1
votes

After using mice to create 50 imputations of my dataset, I am keen to use the package glmnet to run an elastic net. I understand that the appropriate way to analyse imputed data is by applying the with and pool functions to the mids object created when mice(x,...) is run, but glmnet requires its data to be fed as a matrix. Both model.matrix and build.x can be used to convert a generic data frame to a matrix. The mids object can be converted to a data.frame; however, using the available data as a single dataset would appear to undermine the whole imputation process.

Example:

df <- mice::nhanes
imp <- mice(df) #impute data
com <- complete(imp, "long", TRUE) #creates data frame
mat <- build.x(bmi ~ age + hyp + chl, com, contrasts = FALSE)

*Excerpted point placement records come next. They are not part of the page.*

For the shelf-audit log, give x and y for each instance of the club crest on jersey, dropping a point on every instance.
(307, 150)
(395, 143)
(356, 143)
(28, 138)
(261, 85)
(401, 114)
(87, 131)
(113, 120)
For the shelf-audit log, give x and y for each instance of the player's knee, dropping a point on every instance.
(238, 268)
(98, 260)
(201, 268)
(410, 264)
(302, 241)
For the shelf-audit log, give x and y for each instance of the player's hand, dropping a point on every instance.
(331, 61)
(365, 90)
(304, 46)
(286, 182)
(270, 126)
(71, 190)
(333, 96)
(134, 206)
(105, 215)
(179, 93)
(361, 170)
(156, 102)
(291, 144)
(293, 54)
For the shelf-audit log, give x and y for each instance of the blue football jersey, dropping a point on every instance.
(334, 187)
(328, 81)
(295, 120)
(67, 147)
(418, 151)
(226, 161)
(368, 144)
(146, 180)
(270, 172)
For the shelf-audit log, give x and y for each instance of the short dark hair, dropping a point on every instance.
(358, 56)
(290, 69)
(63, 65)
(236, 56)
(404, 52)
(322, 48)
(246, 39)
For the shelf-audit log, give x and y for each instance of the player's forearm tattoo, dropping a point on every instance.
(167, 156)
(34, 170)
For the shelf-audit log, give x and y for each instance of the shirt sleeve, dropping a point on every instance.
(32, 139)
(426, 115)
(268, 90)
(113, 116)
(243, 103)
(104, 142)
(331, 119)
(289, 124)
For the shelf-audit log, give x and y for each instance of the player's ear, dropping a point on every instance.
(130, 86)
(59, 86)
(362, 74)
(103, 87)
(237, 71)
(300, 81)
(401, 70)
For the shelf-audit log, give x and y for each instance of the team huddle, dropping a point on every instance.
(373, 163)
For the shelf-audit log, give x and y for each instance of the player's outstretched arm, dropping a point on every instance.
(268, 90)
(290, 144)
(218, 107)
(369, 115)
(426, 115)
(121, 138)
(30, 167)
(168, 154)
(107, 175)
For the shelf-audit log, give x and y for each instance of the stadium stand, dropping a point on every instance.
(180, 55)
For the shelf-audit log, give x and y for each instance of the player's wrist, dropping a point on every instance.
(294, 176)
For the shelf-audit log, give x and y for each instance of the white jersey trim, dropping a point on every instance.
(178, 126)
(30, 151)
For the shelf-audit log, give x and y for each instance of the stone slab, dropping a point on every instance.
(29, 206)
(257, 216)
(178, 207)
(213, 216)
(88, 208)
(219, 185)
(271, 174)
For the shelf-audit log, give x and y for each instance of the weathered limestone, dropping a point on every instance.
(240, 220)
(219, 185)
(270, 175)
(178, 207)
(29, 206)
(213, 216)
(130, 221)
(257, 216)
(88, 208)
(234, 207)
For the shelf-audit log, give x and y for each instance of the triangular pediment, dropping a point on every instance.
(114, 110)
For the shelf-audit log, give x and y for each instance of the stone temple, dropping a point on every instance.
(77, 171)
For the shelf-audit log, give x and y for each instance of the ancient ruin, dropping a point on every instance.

Assuming the imputations are accurate, what is the most appropriate way to preserve the imputations and create the relevant matrices for use in glmnet?

1

1 Answers

2
votes

The easiest way to do this is to use my glmnetUtils package, which implements a formula/data frame interface for glmnet. Then fit your elastic net like with any other R model-building function.

install.packages("glmnetUtils")
library(glmnetUtils)

# ... do whatever is required to create an analysis data frame ...

glmnet(bmi ~ age + hyp + chl, data=com)